The new plan aims to make up for the lost instructional time by adding additional time to class periods for two months. At Grady, this will mean that roughly seven extra minutes will be added to each class for the days the schedule is in place.

Even though extending the day by 30 minutes was the preferred option in the poll, some students, parents and faculty are concerned about how the change will impact their schedules. For students who have after-school jobs, such as junior Colleen Miller, the schedule change makes it more difficult to get to work on time.

“My shift starts at 4:30, and it will be very difficult for me to make it on time considering traffic,” Miller said. “I am worried that I will be late and that this will impact my job.”

APS understands these concerns and is working to accommodate students who have athletics, extracurriculars or jobs right after school.

“Once we made the decision to make up the instructional time, we knew, unfortunately, that there would be some inconveniences associated with any of the options that were offered,” Dr.
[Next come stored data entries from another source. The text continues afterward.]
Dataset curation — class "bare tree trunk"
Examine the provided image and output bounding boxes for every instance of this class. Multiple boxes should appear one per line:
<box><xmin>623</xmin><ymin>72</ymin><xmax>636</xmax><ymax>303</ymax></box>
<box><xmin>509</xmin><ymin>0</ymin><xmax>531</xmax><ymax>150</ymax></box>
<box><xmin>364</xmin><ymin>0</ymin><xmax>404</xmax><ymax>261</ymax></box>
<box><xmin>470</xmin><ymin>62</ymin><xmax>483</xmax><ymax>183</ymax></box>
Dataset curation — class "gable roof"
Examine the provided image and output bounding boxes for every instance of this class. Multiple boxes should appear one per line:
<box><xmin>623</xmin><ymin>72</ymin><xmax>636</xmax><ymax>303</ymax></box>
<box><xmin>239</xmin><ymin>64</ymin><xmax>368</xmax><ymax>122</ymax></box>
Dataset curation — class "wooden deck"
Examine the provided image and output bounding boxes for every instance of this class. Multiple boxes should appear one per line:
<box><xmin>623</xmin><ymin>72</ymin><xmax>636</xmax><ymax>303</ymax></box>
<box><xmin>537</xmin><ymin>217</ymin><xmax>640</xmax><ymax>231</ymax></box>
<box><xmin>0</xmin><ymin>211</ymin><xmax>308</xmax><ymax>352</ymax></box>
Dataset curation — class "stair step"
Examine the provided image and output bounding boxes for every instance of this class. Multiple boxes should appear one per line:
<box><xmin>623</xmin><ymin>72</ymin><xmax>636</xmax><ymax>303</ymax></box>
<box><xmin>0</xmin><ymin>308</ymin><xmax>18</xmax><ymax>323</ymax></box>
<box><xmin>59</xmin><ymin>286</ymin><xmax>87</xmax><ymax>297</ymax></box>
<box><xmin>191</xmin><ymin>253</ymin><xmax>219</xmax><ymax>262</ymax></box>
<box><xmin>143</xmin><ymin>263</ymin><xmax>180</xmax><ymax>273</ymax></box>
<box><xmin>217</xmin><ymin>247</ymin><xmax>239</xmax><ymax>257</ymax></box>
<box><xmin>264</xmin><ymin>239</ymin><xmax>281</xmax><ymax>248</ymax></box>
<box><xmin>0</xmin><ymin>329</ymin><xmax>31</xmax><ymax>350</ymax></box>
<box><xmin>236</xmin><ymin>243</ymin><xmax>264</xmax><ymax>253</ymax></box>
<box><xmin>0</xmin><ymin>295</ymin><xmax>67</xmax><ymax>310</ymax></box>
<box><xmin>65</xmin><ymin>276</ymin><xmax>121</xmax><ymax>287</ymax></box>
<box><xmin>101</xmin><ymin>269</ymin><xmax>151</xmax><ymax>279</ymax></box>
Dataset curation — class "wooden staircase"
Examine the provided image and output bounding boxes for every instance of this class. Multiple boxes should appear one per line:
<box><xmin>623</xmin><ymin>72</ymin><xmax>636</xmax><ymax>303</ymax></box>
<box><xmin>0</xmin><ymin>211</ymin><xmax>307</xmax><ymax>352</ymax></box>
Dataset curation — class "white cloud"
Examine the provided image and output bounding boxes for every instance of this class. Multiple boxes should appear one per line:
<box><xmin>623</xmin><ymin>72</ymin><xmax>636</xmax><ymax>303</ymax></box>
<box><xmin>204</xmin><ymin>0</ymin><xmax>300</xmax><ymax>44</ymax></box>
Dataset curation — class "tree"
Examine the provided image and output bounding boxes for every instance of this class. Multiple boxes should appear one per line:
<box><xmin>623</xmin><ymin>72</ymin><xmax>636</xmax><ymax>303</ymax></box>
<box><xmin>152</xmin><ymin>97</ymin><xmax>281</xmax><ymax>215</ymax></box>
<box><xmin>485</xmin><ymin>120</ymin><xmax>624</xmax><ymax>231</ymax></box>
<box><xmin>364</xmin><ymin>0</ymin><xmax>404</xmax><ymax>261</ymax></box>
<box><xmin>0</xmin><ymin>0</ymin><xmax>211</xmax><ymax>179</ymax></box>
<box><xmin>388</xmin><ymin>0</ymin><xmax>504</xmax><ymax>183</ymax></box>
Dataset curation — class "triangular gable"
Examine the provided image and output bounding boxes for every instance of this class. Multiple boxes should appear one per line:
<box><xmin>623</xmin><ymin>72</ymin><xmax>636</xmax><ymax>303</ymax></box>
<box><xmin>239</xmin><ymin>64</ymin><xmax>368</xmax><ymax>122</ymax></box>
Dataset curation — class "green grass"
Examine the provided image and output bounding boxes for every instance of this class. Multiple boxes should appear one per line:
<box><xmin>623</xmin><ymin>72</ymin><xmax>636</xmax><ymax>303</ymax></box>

Carstarphen said. “Employees in our transportation department are altering their schedules [for athletics], and we are working through challenges with the help of our athletic and transportation departments.”

Even students who are not directly affected by scheduling concerns still fear that, in addition to the hours they spend on extracurriculars and homework every night, that an additional 30 minutes in the school day will force them to go to bed even later than they already do.

“I have extracurriculars that I have to stay late for, so I wouldn’t get home before seven [in the evening] on most days,” freshman Nicolas Kamel said.
For teachers, the 30-minute extension will also require an adjustment in their schedules. For teachers who are also parents, the makeup day plan will require flexibility.

“My daughters go to a charter school, [in APS] and they are not making up any days,” said Susan Salvesen, who teaches civics and AP seminar. “They will be in aftercare longer because I will be getting home later. This means that I will have to leave sooner after school to try to avoid traffic and pick them up.”

Despite concerns surrounding the makeup plan, many students recognize the importance of making up the time in class to ensure classes do not get behind. Additionally, students with trips planned over winter break will not have to miss classes.

“Given its gradual nature, this plan allowed for the most normality in the schedule and prevented me from missing extra instructional days,” said junior Harrison Gray, who will be attending a school trip over winter break.

As the 30 minute extensions begin, APS will continue to ensure that students are able to deal with scheduling conflicts and that the additional instructional time is used effectively. Additionally, APS will work to further prepare for other weather-related school cancellations.

“When we know when weather is coming, we need to ask every student if they have a cellphone, a tablet, or a hotspot,” said Carstarphen. “If they don’t, we want to give them the technology so they can get access to their assignments [online] to do their work. We have to be more aggressive as a school system to put any tools we have in the hands of our students.”